Preventing Re-Identification

In business, we use de-identification and anonymization as data privacy techniques. We can now understand that with systems that re-identify the data, there is still a substantial risk to both the data and the individuals that it represents.

A few suggested approaches can help reduce the risk and may even prevent most re-identification measures. Since it is a multi-faceted approach, it can better protect against potential privacy threats. Three privacy-enhancing techniques that may improve the de-identification process and reduce re-identification risk are as follows:

K-Anonymization – According to Pierangela Samarati, who published a paper on k-Anonymization in 1998: “Given person-specific field-structured data, produce a release of the data with scientific guarantees that the individuals who are the subjects of the data cannot be re-identified while the data remain practically useful.” A set of data is said to have the k-anonymity property if data for each individual in the collection cannot be distinguished from other individuals’ data within the set.
Randomized Response – first termed as a research method used in surveys. It allows survey responders to answer sensitive questions while maintaining confidentiality.
Sampling – data sampling is a known statistical analysis technique. It is used to select, manipulate, and analyze a subset of data points. Generally, sampling is used to identify patterns and trends in a more extensive data set. This type of data handling enables analysts to work with small, manageable amounts of data. It is used to build and run analytical models producing accurate findings of the data set.

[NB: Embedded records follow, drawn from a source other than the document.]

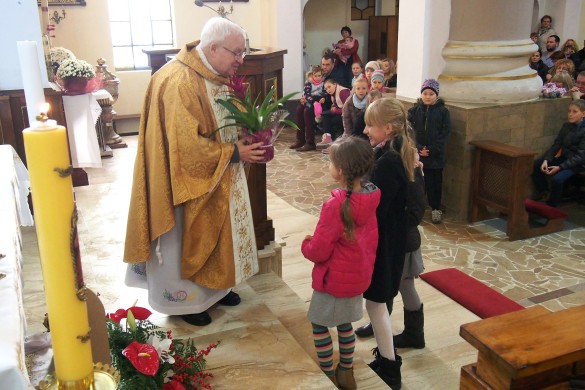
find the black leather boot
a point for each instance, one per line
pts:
(413, 335)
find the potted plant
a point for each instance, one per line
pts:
(259, 122)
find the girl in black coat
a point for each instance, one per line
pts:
(386, 128)
(431, 122)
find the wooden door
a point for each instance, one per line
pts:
(383, 37)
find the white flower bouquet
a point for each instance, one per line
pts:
(75, 68)
(60, 54)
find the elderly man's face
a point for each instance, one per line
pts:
(551, 44)
(227, 57)
(326, 65)
(580, 83)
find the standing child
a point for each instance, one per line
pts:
(343, 249)
(354, 106)
(358, 72)
(431, 122)
(413, 335)
(386, 128)
(309, 107)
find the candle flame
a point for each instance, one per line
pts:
(43, 117)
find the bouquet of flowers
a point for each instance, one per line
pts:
(60, 54)
(259, 122)
(77, 77)
(149, 358)
(75, 68)
(551, 91)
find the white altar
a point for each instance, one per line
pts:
(14, 189)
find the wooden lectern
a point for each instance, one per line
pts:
(263, 69)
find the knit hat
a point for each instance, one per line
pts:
(430, 84)
(372, 65)
(378, 74)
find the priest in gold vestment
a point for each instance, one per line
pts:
(190, 235)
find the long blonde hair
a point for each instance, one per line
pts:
(389, 110)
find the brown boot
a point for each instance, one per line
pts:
(345, 379)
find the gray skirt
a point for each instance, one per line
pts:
(413, 264)
(329, 311)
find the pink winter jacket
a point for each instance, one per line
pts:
(343, 268)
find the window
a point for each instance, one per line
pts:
(137, 25)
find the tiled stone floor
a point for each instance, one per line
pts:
(547, 270)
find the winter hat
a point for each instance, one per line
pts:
(372, 65)
(430, 84)
(378, 74)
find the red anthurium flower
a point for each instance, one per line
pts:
(140, 313)
(173, 385)
(143, 357)
(118, 316)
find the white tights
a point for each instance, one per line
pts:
(382, 325)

The idea is that using all three methods on a particular data set; then it dramatically reduces the risk of re-identified data.

Differential Privacy

As artificial intelligence, machine learning, and other computing disciplines advance, the idea that anonymization protects personal data may be fading. Now that it is becoming easier to re-identify data sets, new methods have reduced the risk to individual privacy.

Privacy experts are turning to an advanced system known as differential privacy. Differential privacy is a method of sharing data by describing groups’ patterns within the data while withholding personally identifiable data. Differential privacy can be defined as “a constraint on the algorithms used to publish aggregate information about a statistical database which limits the disclosure of private information of records whose details are in the database.”

An algorithm is considered differentially private if an individual observing its output cannot tell if a particular subject’s information was used in the computation. Government agencies use differentially private algorithms to publish statistics or other demographic data while ensuring subjects of their survey responses’ confidentiality. Data released is precisely controlled, even the date visible to some internal analysts.

Although no data is safe from a data breach or even used for re-identification processes, differential privacy was initially developed by cryptography. It pulls much of its language and terms directly from cryptography. Since some cryptography is involved with removing data, differentially private computations can likely resist re-identification attacks. Fighting against and preventing data breaches or fraudulent use of personally identifiable information may continue to become harder, and significant advances in computational mathematics may be in our future.